Last year I heard that my GP was leaving to go to a different practice, and I was told that under his contract he was not permitted to tell any of his patients where he was going. My depression was more under control than it had been for decades, but the news sent me straight into a panic attack. In the panic-stricken days that followed I decided that I couldn't cope with finding a new GP - I have had a number of bad experiences with doctors. Consequently, my crazy mind concluded that I would just have to get healthy so that I would never need to visit a GP again. Like that's ever worked for anyone!

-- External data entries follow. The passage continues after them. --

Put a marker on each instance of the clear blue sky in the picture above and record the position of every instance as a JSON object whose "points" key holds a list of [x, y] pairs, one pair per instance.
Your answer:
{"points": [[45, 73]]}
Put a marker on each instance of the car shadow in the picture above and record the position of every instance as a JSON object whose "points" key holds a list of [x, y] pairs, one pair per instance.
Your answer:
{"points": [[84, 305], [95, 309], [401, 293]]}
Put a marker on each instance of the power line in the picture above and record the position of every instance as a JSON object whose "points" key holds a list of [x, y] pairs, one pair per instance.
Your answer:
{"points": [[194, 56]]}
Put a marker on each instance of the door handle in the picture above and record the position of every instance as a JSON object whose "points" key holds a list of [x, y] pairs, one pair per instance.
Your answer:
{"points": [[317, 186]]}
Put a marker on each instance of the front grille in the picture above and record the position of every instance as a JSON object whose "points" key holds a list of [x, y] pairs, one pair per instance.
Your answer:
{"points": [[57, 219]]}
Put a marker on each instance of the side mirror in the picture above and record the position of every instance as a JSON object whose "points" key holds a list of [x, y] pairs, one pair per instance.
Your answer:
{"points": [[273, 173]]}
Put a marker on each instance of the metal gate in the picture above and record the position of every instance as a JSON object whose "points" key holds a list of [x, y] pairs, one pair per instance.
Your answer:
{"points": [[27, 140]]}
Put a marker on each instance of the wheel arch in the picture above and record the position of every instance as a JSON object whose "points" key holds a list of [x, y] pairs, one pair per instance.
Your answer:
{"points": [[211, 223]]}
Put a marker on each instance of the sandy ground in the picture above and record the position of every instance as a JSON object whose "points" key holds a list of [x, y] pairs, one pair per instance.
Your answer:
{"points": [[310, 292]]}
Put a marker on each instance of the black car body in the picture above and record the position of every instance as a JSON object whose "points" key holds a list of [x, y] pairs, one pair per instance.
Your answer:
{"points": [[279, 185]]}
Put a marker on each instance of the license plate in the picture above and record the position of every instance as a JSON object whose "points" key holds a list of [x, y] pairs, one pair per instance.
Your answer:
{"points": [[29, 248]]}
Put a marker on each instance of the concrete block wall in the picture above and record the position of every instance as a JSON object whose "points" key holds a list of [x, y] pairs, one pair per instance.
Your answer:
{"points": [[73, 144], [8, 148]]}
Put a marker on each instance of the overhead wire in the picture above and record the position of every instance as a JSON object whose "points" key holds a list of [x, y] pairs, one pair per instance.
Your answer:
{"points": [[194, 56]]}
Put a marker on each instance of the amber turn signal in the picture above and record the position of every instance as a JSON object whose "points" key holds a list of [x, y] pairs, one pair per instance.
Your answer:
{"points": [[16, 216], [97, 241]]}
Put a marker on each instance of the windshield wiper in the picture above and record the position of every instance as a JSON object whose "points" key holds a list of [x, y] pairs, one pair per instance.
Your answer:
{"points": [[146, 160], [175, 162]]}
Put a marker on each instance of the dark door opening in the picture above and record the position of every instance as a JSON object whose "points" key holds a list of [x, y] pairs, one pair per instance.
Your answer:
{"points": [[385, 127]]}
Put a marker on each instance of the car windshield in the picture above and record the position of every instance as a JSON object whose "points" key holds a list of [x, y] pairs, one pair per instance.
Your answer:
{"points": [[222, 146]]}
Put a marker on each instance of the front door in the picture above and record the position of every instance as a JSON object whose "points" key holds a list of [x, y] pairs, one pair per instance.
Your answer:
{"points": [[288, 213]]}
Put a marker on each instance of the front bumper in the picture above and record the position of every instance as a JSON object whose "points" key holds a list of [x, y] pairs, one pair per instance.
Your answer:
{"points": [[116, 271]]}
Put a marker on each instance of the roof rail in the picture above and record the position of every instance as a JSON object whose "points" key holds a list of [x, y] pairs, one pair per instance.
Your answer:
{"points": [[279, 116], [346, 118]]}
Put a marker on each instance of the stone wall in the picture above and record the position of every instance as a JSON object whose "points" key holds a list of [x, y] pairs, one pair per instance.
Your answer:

Still, off I went to see a doctor who diagnosed leaky gut. He has told me to stop eating gluten, to eat more protein (I've been vegetarian for 40 years) and has given me a bunch of supplements for detox purposes, to heal, and to recolonise my guts with the right micro-organisms. This doctor had recently left his general practice to specialise in this sort of work in private practice.

Without going into detail, I will say that my digestive system is significantly better, my joint pain has reduced to a very occasional twinge, and I have lost a few kilos.

But more important is the change in my mental health. The doctor says that leaky gut is invariably accompanied by 'leaky brain', and that many people find relief from depression when their leaky gut problems are addressed.

To start with I thought that I was feeling better simply because I had been given hope. But it's midwinter and I catch myself singing while I work. I am making books and doing other craft work again. I didn't have even the slightest meltdown when my computer broke down (those close to me know how big that one is!) I suddenly noticed the other day that I no longer count items of clothing and pegs when I hang out the washing. I no longer count my steps when I am walking alone in the street. In fact the only times I'm counting is when I'm doing things like knitting - k23, m1, k1, m1, k23........ There is no hint of even a tiny black sink hole in the back of my head where the depression has retreated but lingered in good times over the past decades.

And when I look in the mirror, even though I still see the white streaks in my hair, the wrinkles, lumps, bumps and surplus fat, I no longer feel nauseous. I just see a smile on the face of a contented, ordinary woman.

Life is good.

PS I found my old GP and have re-registered with him - he had taken over the general practice of the doctor who is guiding me through these changes!


Rain said...

wow. much empathy and relief to read to the end of your post.... half way through and i have a voice saying GAPS GAPS and this makes me nervous, but I have to share what i know. So glad to hear that you're on the right path for healing.

Cally said...

Thanks Rain. Yeah, GAPS or something like it - should have done it years ago, but when you are depressed it's hard to find the energy to make changes! I had to get myself a bit better before I could get myself a lot better!

Rebecca Clack said...

Busy summer months. Am catching up with some computer time and love to read your blog. This one has caught my attention for many reasons - the way you write draws me into everything you do, but I was especially impressed with the way you're dealing with depression - and noting changes that help. This "leaky gut" concept is one I'll check out for the whole inflammation concept. Thanks, Cally!

Cally said...

Thanks For your lovely feedback, Rebecca. Sometimes I wonder why I write a blog, when it's really just a journal. I realised the other day that the difference is that I take more care in writing here - my journal is more of a vomiting of feelings onto paper. I find myself writing in my journal far less frequently - maybe once I accept that I am no longer a journal writer I may write here more often.